I owe a lot to Carol Channing. As I’ve mentioned before, it was her 1994 pre-Broadway tour of Hello, Dolly! that got me hooked on theatre. The show was a true God-send to me.
I was a senior in high school and had worked away my summer in a miserable job at Target, but that job turned out to be the best thing ever because it gave me the money to see the show. My family was not well-to-do in the least, and when my mom saw that Carol Channing was coming to town in Hello, Dolly! and that there was this amazing discount on the tickets (I’ve never seen an Equity show do such discounts since), we went on a whim. She wanted to see Carol Channing, and while I knew who she was, I just went just for something different.
Everything about the show was amazing. I listened to the CD for two months straight afterwards, no exaggeration. In fact, it was in the week after seeing that show that I decided that I wanted to write a Broadway musical and came up with the premise for the show that I’ve been pursuing ever since (though I didn’t write the first draft until a year out of college).
It’s hard to explain Carol Channing’s appeal except to say that she filled that theatre with her presence. Yes, she had dead-on comedic timing, moved well, and was an amazing actress. But it was like she was a giant magnet and we, the audience, were all metal scraps unable to turn away. I was one of the first ones to stand up after the “Hello, Dolly!” number, and it was because I had to, not because I wanted to. Same with her curtain call at the end of the show. I was propelled to my feet; it wasn’t a choice. Even then, standing and clapping didn’t feel like enough to acknowledge this thing . . . this performance (which seems too small a word to describe it) which I had seen.
Ten years to the week after I had originally seen the tour, Carol Channing came to town again in her one woman show. She re-enacted the choreography for that wonderful title number, even indicating what she had done with her dress. I had chills down my spine remembering that moment and seeing this indescribable woman doing it again.
It is my dream to see her do the show again. Until then, I’d love to see some footage on YouTube (Hint, Hint). She’s recently indicated her desire to do it, though I don’t know if she could physically do it at her age. I once read in an interview that she does the show every 15 years, which means that she should be back coveting Vandergelder’s cash register in two years. I’m holding my breath.

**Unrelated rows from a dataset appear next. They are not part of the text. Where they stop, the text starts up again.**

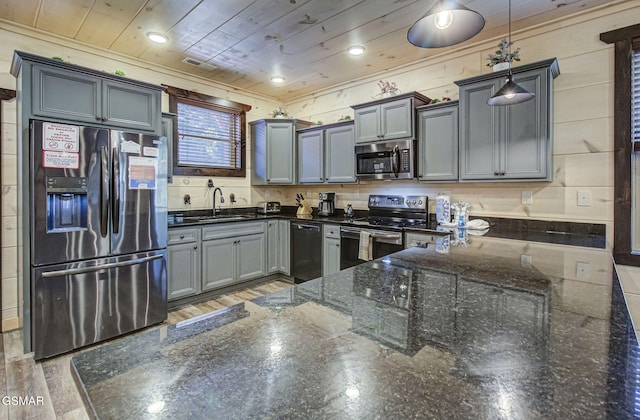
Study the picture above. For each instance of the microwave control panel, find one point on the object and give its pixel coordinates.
(399, 202)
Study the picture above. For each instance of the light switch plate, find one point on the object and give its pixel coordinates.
(584, 197)
(582, 270)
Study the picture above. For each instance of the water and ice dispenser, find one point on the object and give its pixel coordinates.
(66, 203)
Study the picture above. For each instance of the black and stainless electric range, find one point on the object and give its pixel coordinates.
(389, 215)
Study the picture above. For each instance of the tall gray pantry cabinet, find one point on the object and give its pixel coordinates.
(512, 142)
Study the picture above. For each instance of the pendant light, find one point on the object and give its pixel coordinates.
(510, 93)
(446, 23)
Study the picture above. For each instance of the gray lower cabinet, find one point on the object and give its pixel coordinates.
(233, 253)
(273, 246)
(331, 250)
(511, 142)
(63, 91)
(183, 261)
(284, 238)
(326, 154)
(438, 142)
(273, 155)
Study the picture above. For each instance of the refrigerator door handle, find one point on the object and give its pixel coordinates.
(74, 271)
(115, 211)
(104, 191)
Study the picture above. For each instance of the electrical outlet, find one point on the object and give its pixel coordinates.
(582, 270)
(584, 197)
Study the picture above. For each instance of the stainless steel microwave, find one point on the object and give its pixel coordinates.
(386, 160)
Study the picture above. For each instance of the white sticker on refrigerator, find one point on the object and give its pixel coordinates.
(60, 137)
(142, 173)
(64, 160)
(150, 151)
(129, 146)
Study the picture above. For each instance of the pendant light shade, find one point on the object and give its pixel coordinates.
(446, 23)
(510, 93)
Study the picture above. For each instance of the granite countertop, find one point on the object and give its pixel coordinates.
(494, 328)
(566, 233)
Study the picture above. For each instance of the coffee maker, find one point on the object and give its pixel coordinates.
(326, 204)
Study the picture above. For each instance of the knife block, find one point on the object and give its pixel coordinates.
(304, 209)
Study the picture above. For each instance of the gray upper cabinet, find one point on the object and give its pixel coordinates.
(511, 142)
(387, 119)
(340, 162)
(311, 157)
(438, 142)
(326, 154)
(66, 92)
(273, 151)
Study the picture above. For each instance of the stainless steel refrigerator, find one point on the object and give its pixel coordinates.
(98, 235)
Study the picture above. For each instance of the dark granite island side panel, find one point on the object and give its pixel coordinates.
(498, 329)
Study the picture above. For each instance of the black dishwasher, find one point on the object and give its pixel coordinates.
(306, 250)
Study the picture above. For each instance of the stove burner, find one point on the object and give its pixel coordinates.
(394, 222)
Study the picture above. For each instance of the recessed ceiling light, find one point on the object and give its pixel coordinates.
(356, 50)
(156, 37)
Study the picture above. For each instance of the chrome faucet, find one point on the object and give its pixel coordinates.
(214, 199)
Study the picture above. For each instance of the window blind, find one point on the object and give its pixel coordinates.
(635, 97)
(208, 137)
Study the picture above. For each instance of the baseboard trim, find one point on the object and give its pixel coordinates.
(10, 324)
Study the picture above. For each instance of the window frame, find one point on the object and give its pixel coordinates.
(194, 98)
(624, 40)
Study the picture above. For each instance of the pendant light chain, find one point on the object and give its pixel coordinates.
(509, 43)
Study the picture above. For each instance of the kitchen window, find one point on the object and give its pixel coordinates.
(210, 135)
(626, 241)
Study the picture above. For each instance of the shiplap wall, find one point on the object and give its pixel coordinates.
(18, 38)
(583, 121)
(583, 125)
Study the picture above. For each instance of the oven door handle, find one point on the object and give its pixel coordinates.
(353, 233)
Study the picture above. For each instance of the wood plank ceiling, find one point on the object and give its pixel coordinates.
(248, 41)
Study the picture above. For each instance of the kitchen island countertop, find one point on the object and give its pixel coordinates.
(497, 329)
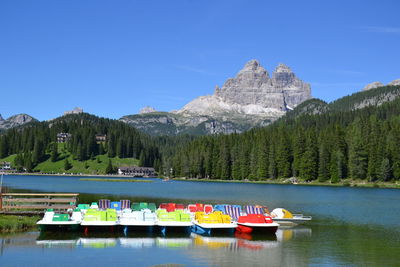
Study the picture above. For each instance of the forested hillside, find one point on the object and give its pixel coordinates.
(36, 142)
(342, 142)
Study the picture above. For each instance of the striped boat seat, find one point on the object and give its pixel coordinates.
(125, 204)
(208, 208)
(250, 209)
(233, 211)
(104, 203)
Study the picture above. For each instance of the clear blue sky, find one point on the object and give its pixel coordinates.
(113, 57)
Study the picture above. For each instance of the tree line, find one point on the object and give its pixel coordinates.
(37, 142)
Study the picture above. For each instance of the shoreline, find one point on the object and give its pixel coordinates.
(74, 175)
(286, 181)
(344, 183)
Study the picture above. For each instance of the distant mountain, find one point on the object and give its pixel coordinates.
(251, 99)
(15, 121)
(374, 85)
(371, 97)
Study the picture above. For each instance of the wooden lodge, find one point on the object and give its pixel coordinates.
(63, 137)
(101, 137)
(137, 171)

In my dream world, when I’ve had hits on Broadway and on television and in film, I have enough money to build a new theatre on Broadway called the Carol Channing Theatre. Not only will it be one of those really big ones that can house expensive independent musicals with lots of knee room for people 6’5”, but it will have classical style artwork depicting great performances from great shows all over the walls. Above the proscenium arch will be Carol Channing with waiters in Hello, Dolly!